In this episode of the Talent Traction podcast, we sat down with Larry Sutton, Founder and CEO of RNR Tire Express, to explore how a people-first mindset helped grow the company from a single location into a national franchise system with more than 200 stores and counting.

Larry’s journey offers a powerful lesson for leaders across manufacturing, automotive, and retail: growth is not driven by systems alone, but by service-driven leadership and disciplined talent decisions.

From Accidental Entrepreneur to Franchise Leader

Larry didn’t set out to build a franchise empire. After exiting his first business and navigating a non-compete, he was simply looking for his next chapter. That search led him to wheels and eventually, tires through a payment-based retail model designed to serve customers often overlooked by traditional financing.

What started as a wheel-focused concept evolved quickly.

“We realized the tire business was exponentially larger,” Larry shared. “If we wanted year-over-year growth, we had to become a tire business that happened to be great at wheels.”

That strategic pivot guided by market data and customer behavior became a defining moment in RNR’s growth story.

Franchising Wasn’t the Plan Culture Was

RNR’s move into franchising wasn’t intentional at first. Early expansion came from peers who wanted to replicate what Larry had built. Legal necessity eventually turned informal licensing into a formal franchise system.

But growth came with hard lessons.

“We learned the hard way that franchising isn’t about selling locations it’s about awarding them,” Larry said.

At one point, RNR grew to nearly 70 stores, only to pull back and close underperforming locations. The takeaway was clear: the right operators matter more than rapid expansion.

“Serve, Not Service”: A Leadership Philosophy

At the heart of RNR’s success is a deeply embedded cultural principle Larry calls “serve, not service.”

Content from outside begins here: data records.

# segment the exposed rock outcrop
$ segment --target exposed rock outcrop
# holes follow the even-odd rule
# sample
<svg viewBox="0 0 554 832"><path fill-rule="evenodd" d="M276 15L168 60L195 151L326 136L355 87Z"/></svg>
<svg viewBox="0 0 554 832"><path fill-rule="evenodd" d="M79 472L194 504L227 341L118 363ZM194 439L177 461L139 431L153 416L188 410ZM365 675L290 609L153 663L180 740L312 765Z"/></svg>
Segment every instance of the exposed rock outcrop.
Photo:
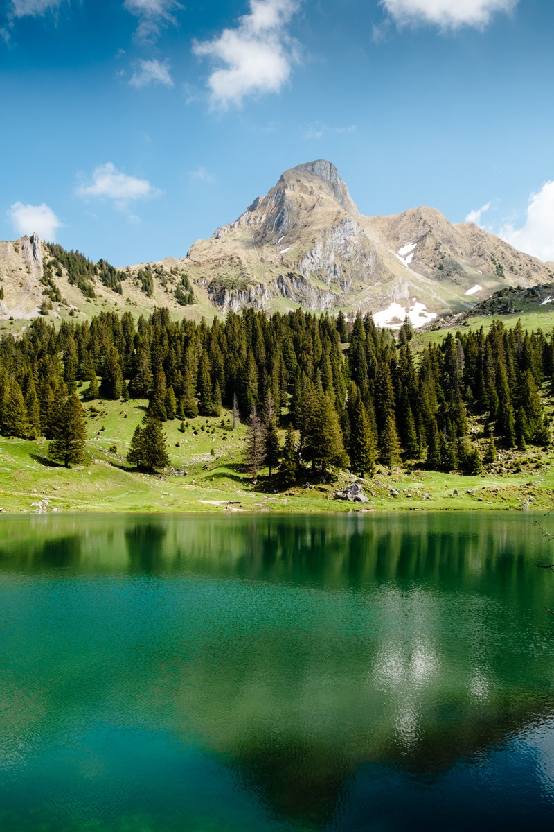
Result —
<svg viewBox="0 0 554 832"><path fill-rule="evenodd" d="M247 292L212 292L221 309L241 304L311 311L370 310L381 325L414 325L465 312L506 285L554 280L536 258L433 208L361 215L329 161L286 171L238 220L189 250L187 268L209 285L240 275Z"/></svg>

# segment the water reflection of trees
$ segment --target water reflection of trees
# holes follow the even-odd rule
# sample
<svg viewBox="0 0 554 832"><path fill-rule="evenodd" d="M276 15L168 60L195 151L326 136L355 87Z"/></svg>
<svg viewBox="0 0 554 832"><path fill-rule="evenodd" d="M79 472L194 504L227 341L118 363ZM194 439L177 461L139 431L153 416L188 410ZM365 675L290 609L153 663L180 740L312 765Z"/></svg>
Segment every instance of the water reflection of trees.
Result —
<svg viewBox="0 0 554 832"><path fill-rule="evenodd" d="M74 522L20 526L0 552L4 570L111 568L124 582L101 603L90 582L68 608L64 654L78 634L101 665L84 641L56 685L27 682L32 713L63 725L69 691L74 711L115 702L192 734L286 820L329 820L365 764L432 780L552 713L552 583L521 516ZM187 581L156 581L154 596L140 580L153 574Z"/></svg>

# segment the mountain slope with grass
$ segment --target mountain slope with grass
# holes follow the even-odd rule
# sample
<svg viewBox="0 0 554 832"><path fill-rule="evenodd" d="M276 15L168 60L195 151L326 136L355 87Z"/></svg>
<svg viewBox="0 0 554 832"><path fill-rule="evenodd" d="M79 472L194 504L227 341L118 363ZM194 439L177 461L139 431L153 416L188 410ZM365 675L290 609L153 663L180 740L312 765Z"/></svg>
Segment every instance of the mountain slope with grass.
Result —
<svg viewBox="0 0 554 832"><path fill-rule="evenodd" d="M420 326L500 289L552 283L553 268L433 208L365 216L336 168L317 160L286 171L184 257L114 268L37 235L0 243L0 327L156 306L195 319L245 308L360 310L378 325L399 327L407 314Z"/></svg>

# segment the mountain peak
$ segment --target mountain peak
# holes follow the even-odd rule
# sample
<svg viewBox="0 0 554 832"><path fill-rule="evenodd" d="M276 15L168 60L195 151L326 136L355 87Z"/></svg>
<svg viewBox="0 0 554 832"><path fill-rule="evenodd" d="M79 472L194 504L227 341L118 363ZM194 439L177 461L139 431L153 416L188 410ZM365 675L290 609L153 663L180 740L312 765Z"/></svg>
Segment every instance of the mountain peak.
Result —
<svg viewBox="0 0 554 832"><path fill-rule="evenodd" d="M327 185L330 192L335 197L339 205L342 206L345 210L356 210L356 207L348 193L348 188L341 179L339 171L332 162L326 159L316 159L315 161L303 162L297 165L296 167L286 171L281 177L282 181L292 178L303 178L303 175L309 174L317 176Z"/></svg>

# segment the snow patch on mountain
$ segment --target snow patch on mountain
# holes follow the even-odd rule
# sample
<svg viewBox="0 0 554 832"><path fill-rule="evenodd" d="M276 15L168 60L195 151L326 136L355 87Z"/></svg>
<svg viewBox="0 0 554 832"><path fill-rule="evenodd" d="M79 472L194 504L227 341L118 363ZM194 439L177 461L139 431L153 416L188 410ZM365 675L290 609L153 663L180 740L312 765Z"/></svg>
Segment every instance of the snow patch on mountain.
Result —
<svg viewBox="0 0 554 832"><path fill-rule="evenodd" d="M428 312L424 304L414 303L412 306L402 306L398 303L392 303L380 312L375 312L373 319L376 326L386 326L390 329L398 329L408 316L412 326L424 326L430 324L437 317L435 312Z"/></svg>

This philosophy extends beyond customer experience. It shapes how leaders show up for franchisees, how franchisees lead their teams, and how employees engage with customers.

RNR operates on what Larry describes as an upside-down leadership pyramid where leadership exists to support the field, not control it.

“My job is to support the people who support the people doing the work,” he explained.

This approach has become a competitive advantage in a tight labor market, particularly as younger workers seek purpose, belonging, and clarity not just a paycheck.

Talent, Accountability, and the Reality of Gen Z

Like much of the tire and automotive industry, RNR faces ongoing technician shortages and turnover challenges. One of Larry’s biggest insights came from listening closely to younger employees.

“We thought incentives were everything,” he said. “But Gen Z was focused on base pay, stability, and feeling valued.”

RNR adjusted compensation structures, simplified messaging around pay, and placed greater emphasis on communication, coaching, and accountability without compromising standards.

Integrity remains non-negotiable. But motivation, expectations, and leadership styles have evolved.

Scaling Without Losing the Soul

Today, RNR is focused on reaching 300 locations deliberately and sustainably. Growth targets are clear, but never at the expense of culture.

Leadership development workshops, regional summits, and constant dialogue between the field and corporate teams help ensure that standards scale alongside store count.

Larry credits much of RNR’s recent acceleration to surrounding himself with people who complement his strengths and challenge his blind spots, especially leaders who understand talent, structure, and long-term strategy.

A Leadership Lesson Worth Repeating

RNR’s story is a reminder that scaling isn’t just an operational challenge it’s a leadership one.

In an industry under pressure from labor shortages, rising costs, and changing workforce expectations, Larry Sutton’s approach reinforces a timeless truth:

Sustainable growth starts by serving people well employees, operators, and customers alike.

And when leaders get that right, the business follows.